A proper warmup before exercising can increase the blood flow and circulation in your body, which can assist in decreased muscle stiffness, enhanced performance and preventing repetitive stress injuries. Mazur suggests thinking of a warmup like starting a car. You wouldn’t start your car and immediately race it down the street, right? Our bodies are like the engine in a car. Just like belts and oil in an engine, our tendons and blood flow need an effective warmup before we reach an intense heart rate during exercise.
Mazur advises a low-impact, yet high-intensity warmup. This could include walking uphill on a treadmill, side shuffles or high knees (running in place while kicking up knees).
After raising the internal temperatures of your muscles and lubricating your joints, it’s time to get in a few good stretches. In preparation for a workout you should practice active stretching. Mazur explains active stretching as short stretches using your own body weight. Each stretch usually lasts around five seconds and should be practiced in a continuous cycle.
A cool-down is an important part of your overall fitness routine as it helps your body come back to a pre-workout state in a safe way. If performed correctly, a cool-down will help your body release muscle strains and flush toxins that built up during intense exercise. Mazur suggests a routine of passive stretching after every workout. Passive stretching is held for a long length of time which will help your body will release natural endorphins and receive a calming effect.
Mazur says having a partner or professional fitness trainer assist with passive stretching is a great way to relax the muscles and bring circulation back to a pre-workout state. He also suggests having “recovery days” in between workouts that might include swimming or yoga, as both activities are therapeutic, stretch your muscles and achieve proper circulation.

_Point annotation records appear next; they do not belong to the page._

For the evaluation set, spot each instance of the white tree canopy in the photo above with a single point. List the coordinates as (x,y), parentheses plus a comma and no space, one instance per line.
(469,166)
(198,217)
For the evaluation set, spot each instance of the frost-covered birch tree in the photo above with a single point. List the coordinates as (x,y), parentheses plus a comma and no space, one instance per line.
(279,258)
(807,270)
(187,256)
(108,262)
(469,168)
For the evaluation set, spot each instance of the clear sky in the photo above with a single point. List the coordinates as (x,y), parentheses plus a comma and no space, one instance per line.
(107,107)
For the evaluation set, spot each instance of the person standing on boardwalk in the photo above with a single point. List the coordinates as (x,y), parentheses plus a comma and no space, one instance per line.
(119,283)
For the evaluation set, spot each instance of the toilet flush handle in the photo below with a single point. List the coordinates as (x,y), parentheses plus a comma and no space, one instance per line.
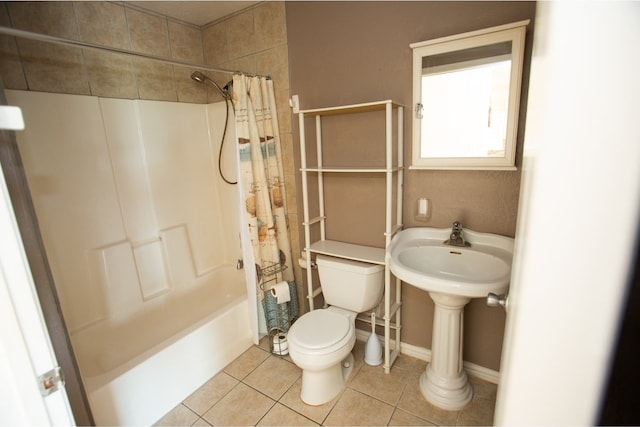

Your warmup and cool-down may include equipment. One of Mazur’s favorite pieces of equipment is the foam roller. Foam rolling exercises are oftentimes thought of as your own personal massage therapist. Foam rolling allows you to improve your soft tissue extensibility, therefore relaxing your muscles. They are offered in various sizes or densities.
During your warmup try using a treadmill to increase circulation or a Power Plate, a vibration platform, to activate muscle contractions which enhance overall performance during workout sessions.